Point out intolerance. It may be something you see in your community or an incident depicted in a movie. Use these as teaching moments, springboards to discussions about intolerance and the attitudes you'd like your children to have.
Embrace other cultures. Demonstrate an accepting, open- minded attitude. Read your children books showing families that don't look like yours. Take a trip to a civil rights or Native American museum. Stop the car to admire the tiled dome of a mosque or the stained glass of a synagogue.
Celebrate your own culture too. Teach your kids about their family history. The child who values the things that make him special has fewer reasons to hate, says Stern.
Consider activities that promote tolerance. One of our favorite activities is "Lemon," for which each child is given his own lemon and asked to get to know it. Kids roll their lemons on the floor, taste them, smell them, examine them. The teacher then collects the lemons, places them in a central basket, and asks the kids to find their fruit. And they do. Some are darker, some have bruises, some have teeth marks from the clever kids who bit them. Then the teacher peels the lemons and asks the kids once again to find their fruit. When they realize they can't, they've learned an important lesson: Though we might be different on the outside, we all look the same on the inside.
Practice what you preach. In the end, all the talking in the world won't help if your lifestyle doesn't match what you teach. "The burden is on every parent to build social interactions that include people of all different types," says Bullard. "You have to take a step back and say, 'Okay, we've got the talk, now can we walk the walk?'" This might mean choosing a school because it has a multicultural student population. Or it might mean attending a Special Olympics event, where you and your child can get to know people with disabilities. "The best way to make children more tolerant is by giving them experiences with people of other groups," says Dr. Aronson. "You learn to appreciate the niceness and kindness of other people, and it becomes much more difficult to hate."
What If My Kid is a Victim of Prejudice?
First of all, make sure your child's physical safety is not at risk, says Caryl Stern, associate national director of the Anti-Defamation League. If it is, contact whoever was in charge when the incident occurred. If it's your child's emotional well-being that's in danger, help her talk about her feelings. Don't make light of the problem.

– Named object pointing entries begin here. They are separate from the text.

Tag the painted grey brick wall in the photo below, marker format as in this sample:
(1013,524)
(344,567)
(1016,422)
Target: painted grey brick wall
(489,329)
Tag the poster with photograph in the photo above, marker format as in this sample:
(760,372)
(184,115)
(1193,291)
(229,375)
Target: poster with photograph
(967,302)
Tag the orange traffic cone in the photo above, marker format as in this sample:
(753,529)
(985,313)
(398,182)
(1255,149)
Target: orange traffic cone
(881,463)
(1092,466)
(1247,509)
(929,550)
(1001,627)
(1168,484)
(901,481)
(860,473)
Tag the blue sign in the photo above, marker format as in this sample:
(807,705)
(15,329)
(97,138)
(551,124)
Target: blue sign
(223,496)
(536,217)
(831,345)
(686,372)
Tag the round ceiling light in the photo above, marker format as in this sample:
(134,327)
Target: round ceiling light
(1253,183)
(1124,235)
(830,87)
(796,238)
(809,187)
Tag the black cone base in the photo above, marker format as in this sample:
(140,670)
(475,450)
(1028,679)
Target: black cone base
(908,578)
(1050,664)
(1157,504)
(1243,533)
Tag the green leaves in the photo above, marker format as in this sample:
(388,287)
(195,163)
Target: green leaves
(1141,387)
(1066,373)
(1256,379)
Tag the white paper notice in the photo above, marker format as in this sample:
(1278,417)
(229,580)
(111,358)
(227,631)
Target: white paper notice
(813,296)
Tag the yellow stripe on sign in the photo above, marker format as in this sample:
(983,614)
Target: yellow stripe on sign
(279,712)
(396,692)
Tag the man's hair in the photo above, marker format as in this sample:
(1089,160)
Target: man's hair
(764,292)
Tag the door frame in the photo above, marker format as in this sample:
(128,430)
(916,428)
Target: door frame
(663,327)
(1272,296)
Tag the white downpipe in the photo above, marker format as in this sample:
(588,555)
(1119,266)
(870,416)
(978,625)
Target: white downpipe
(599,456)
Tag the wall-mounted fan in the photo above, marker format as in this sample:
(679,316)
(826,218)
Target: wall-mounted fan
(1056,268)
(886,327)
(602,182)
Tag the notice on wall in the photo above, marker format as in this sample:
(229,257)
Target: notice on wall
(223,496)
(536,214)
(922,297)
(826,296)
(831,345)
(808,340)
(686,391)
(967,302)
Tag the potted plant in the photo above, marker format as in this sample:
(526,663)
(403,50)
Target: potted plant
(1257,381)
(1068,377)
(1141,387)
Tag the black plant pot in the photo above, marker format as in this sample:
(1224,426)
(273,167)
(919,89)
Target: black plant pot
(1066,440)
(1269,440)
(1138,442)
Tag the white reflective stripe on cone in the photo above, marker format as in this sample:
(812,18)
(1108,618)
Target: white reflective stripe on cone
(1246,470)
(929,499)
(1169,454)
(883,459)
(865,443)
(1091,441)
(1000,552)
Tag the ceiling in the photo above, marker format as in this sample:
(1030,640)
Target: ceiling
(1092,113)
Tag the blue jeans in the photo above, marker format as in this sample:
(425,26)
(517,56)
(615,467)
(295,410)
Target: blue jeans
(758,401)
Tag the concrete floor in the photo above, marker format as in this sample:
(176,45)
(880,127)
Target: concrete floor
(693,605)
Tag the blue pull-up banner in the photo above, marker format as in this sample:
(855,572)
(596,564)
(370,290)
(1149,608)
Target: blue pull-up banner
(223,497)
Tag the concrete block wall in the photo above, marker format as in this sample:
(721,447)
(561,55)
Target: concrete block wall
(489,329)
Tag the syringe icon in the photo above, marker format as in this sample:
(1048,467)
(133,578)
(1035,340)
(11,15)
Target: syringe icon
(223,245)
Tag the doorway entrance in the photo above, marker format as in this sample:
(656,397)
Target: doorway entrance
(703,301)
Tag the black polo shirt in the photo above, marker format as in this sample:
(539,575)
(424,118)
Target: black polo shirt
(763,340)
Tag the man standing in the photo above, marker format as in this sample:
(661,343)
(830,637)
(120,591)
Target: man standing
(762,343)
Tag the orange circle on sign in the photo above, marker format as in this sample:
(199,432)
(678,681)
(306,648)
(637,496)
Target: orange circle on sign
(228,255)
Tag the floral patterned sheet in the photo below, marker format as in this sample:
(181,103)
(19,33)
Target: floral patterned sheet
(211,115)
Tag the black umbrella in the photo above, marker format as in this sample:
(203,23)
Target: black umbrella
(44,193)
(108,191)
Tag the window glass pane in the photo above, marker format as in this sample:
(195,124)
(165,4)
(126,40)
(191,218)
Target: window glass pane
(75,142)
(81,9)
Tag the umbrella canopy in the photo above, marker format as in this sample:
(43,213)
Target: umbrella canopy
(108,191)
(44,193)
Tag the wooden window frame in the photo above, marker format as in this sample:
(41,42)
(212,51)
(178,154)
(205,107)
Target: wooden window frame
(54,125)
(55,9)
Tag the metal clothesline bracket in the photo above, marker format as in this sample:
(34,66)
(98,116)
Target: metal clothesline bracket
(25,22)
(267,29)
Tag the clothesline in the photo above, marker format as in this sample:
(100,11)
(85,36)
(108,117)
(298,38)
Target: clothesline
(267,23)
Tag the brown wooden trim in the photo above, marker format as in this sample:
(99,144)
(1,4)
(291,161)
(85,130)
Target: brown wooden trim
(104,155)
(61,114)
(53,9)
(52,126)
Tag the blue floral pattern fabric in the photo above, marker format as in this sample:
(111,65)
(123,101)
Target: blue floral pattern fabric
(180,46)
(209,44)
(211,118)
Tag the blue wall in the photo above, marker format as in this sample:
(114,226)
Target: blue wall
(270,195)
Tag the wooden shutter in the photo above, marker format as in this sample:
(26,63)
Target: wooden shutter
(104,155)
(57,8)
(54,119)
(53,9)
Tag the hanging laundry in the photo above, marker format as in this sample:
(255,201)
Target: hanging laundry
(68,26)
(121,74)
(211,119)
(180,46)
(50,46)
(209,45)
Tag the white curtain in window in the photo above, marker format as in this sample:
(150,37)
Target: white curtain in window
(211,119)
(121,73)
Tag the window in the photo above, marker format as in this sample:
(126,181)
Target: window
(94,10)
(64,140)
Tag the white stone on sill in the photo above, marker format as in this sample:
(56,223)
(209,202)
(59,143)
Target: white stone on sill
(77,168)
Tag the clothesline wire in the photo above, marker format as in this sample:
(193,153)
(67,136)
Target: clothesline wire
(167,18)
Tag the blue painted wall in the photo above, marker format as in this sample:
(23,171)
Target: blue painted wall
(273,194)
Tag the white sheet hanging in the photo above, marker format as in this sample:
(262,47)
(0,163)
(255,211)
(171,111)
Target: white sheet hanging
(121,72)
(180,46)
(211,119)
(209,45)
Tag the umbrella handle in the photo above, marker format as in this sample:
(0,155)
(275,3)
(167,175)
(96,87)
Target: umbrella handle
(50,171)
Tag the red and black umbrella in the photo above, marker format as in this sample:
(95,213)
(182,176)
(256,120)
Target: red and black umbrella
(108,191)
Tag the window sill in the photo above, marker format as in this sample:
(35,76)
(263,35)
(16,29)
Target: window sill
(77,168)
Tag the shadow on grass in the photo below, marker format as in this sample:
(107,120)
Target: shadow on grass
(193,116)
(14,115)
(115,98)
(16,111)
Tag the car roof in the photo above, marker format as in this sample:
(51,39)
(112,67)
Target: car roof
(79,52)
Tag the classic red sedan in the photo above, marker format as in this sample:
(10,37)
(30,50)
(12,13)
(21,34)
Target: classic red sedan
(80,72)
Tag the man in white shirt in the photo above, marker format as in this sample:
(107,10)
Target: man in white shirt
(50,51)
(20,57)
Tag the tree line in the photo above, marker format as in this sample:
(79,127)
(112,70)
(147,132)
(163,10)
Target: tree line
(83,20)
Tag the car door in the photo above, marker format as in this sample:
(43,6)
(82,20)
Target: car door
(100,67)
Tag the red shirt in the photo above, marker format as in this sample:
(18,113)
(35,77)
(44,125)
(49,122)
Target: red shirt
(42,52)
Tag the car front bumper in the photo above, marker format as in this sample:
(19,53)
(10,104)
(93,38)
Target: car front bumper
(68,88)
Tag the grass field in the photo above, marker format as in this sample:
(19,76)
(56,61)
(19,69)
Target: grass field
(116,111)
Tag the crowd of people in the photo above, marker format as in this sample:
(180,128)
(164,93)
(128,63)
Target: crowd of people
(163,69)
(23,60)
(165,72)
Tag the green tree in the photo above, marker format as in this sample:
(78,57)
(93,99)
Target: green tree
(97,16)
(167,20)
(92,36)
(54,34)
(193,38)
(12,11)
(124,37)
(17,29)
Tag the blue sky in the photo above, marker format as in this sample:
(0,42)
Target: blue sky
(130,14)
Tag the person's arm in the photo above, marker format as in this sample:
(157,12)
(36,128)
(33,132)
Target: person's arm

Then you can reinforce your child's sense that what happened was wrong. You might talk about a time when someone called you a name. Prepare your child for any future situations by giving him the words to use ("Don't call me that. It's not my name"). If the problem continues, discuss it with the adult in charge, such as the teacher.
What If My Kid is Making Mean Remarks?
Stop the behavior right away by telling your child that what he did is unacceptable and that you take it very seriously. Explain why the stereotype or bias she expressed isn't true. In addition, point out that calling someone names is a hurtful act. Role-play what happened in reverse, giving your child a sense of what it feels like to be picked on just because she's different.
Model tolerance in every aspect of your life. If you make a mistake in judging someone, explain to your child that you were wrong to make an assumption about that person, and why.